We didn't go to Mish to directly share our faith; we went to serve the community in any way we could. Our First Nations have a history with the Church that is painful, so we wanted to simply be there to help, to build relationships, and to represent our faith in action rather than words.
Paul has been making trips to that community for ten years. He has driven a truck there in winter with others, more than once; when the roads were being closed down around them, because there was winter clothing to deliver, as well as food and Christmas gifts for the children. In addition he has gone with different groups of people year after year in the summers.
What drives him is love for a group of people God gave him a special passion for. His faithfulness and consistency in that community has won acceptance for any people who come with him. Susan told me how different it was when she went for the first time, several years ago. She said that the children were the same, eager to participate in activities, but the adults ignored their presence.
On this, my first experience in Mish, I sensed quiet acceptance and trust. People who were Christians made themselves known to us and I was struck by the clear distinction between following the Lord, or not. In our secularized culture the lines can get blurred; not so in the north, at least not from my observation. A drug and mental health youth worker we spoke to said that there is a lot of spiritual warfare in the community and you can see that in a way that is not so obvious in the south. The small white historical Anglican church was burned to the ground not long ago, but Pastor Mervin said that God is dealing with the man that did it--a sign of hope. Paul has a vision to bring Pastor Mervin south to share his personal story of coming to faith; it is a story of someone who truly came from darkness into light.
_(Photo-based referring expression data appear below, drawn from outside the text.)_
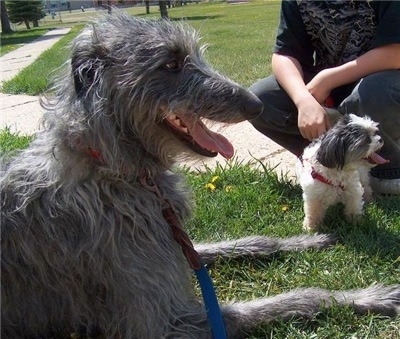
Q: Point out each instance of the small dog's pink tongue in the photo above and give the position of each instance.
(211, 140)
(377, 159)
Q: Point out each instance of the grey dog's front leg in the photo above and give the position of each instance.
(305, 303)
(261, 246)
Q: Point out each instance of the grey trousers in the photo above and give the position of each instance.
(376, 95)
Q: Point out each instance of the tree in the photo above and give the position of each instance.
(25, 11)
(163, 9)
(5, 22)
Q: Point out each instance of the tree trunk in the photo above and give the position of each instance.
(163, 9)
(5, 22)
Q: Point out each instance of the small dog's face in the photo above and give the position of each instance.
(351, 140)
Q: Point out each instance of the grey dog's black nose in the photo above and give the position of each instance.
(253, 107)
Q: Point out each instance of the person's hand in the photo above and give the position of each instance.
(320, 86)
(313, 121)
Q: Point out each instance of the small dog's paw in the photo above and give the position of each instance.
(309, 226)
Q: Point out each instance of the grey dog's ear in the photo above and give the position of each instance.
(333, 148)
(87, 65)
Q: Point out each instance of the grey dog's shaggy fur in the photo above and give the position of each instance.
(85, 246)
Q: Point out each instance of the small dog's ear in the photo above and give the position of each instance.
(332, 150)
(87, 63)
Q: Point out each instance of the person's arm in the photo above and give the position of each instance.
(378, 59)
(312, 118)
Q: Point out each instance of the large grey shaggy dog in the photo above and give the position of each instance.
(85, 244)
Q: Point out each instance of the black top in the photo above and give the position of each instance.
(321, 34)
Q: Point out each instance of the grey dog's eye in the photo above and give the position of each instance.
(173, 65)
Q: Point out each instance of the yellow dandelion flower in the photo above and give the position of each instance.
(210, 186)
(228, 188)
(214, 179)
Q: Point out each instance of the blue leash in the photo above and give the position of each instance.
(211, 303)
(195, 262)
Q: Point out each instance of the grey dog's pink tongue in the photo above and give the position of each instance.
(207, 138)
(377, 159)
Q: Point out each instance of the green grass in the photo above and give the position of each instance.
(12, 41)
(249, 200)
(36, 78)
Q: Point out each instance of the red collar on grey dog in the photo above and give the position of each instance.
(317, 176)
(169, 215)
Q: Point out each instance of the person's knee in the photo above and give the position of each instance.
(380, 91)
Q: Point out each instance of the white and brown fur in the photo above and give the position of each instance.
(85, 245)
(335, 168)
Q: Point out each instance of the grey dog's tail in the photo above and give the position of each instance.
(259, 246)
(309, 301)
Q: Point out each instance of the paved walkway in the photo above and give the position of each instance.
(22, 113)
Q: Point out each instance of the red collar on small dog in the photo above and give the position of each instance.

Many families are damaged by alcoholism and drugs, and yet there is hope. I sat and listened to a woman who told me that after 28 years of abusive relationships and existing in an alcoholic haze to numb the pain; she made a change with the strength she found in faith in God, and has been living a life free of abuse and alcohol for many years. As she told me her story of guilt over a child whose death she blamed herself for, I saw someone who had suffered more than I can imagine, and was a victor. I was humbled in her gentle presence and thankful beyond words for faith in God who "makes all things new."
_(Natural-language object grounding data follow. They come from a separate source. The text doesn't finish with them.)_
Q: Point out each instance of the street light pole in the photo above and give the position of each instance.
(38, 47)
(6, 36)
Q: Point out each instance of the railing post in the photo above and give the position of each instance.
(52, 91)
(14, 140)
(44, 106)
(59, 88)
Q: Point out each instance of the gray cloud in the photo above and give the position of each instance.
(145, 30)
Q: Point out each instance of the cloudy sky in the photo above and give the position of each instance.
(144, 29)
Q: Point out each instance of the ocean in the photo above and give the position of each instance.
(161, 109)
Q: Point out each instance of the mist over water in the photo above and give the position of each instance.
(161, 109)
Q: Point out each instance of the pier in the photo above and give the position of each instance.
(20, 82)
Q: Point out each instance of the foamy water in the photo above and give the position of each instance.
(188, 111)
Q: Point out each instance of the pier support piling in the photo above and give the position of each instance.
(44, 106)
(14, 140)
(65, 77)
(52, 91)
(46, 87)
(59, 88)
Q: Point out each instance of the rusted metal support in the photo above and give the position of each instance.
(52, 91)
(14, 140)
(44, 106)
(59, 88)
Marita, the custodian of the school, told me the names of her grandchildren, including Shekinah and Genesis. What beautiful and evocative names. Kendra, Marita's daughter, said that Genesis's first name is Bitubin, which is an Ojibway word for that first gleam of light along the horizon just as the sun is rising. Before his birth she had several dreams in a row of that gleam of light, and a boy standing there.
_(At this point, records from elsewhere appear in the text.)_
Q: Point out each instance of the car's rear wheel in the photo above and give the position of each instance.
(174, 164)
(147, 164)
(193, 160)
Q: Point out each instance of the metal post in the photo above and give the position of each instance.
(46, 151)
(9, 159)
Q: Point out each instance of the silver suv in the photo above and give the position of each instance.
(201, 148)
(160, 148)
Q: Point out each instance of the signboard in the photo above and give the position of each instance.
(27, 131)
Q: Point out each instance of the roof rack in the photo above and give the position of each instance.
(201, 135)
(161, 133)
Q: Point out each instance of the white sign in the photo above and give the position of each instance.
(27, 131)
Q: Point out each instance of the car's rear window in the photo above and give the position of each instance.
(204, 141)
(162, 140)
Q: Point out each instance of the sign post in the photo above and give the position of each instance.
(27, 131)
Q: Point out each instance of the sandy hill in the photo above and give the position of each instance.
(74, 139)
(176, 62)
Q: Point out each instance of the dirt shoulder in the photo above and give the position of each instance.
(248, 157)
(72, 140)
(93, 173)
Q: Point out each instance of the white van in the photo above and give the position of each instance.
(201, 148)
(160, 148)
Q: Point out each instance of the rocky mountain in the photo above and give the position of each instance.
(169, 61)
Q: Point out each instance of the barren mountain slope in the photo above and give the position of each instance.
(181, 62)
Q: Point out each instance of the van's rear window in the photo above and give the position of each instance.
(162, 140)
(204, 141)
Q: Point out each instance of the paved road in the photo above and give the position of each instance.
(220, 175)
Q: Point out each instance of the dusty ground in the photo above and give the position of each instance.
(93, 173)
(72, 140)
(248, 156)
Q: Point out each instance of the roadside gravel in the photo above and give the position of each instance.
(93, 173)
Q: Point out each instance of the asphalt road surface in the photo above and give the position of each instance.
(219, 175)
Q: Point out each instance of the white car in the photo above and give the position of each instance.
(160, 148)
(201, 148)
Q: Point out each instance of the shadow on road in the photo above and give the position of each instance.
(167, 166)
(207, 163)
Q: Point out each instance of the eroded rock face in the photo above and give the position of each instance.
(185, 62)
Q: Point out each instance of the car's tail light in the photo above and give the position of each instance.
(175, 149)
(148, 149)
I pray that Bitubin will represent that gleam of light for his generation; a Genesis, a new beginning for the children of Mish
That morning, most of our group left to set up the activities for the children, and Joyce and I were to follow with lunch. We had just started preparing it when one of the custodial staff came to us with a request for prayer on behalf of another staff who was worried about her daughter, just hospitalized in much pain with a kidney infection. We found her, clutching a tissue and in tears of anxiety. We prayed with her, for peace and for healing and felt the stress lift a little at least. We were so happy a few days later to hear good news, that she was much better.
All we had to do was be available to God. He was using us.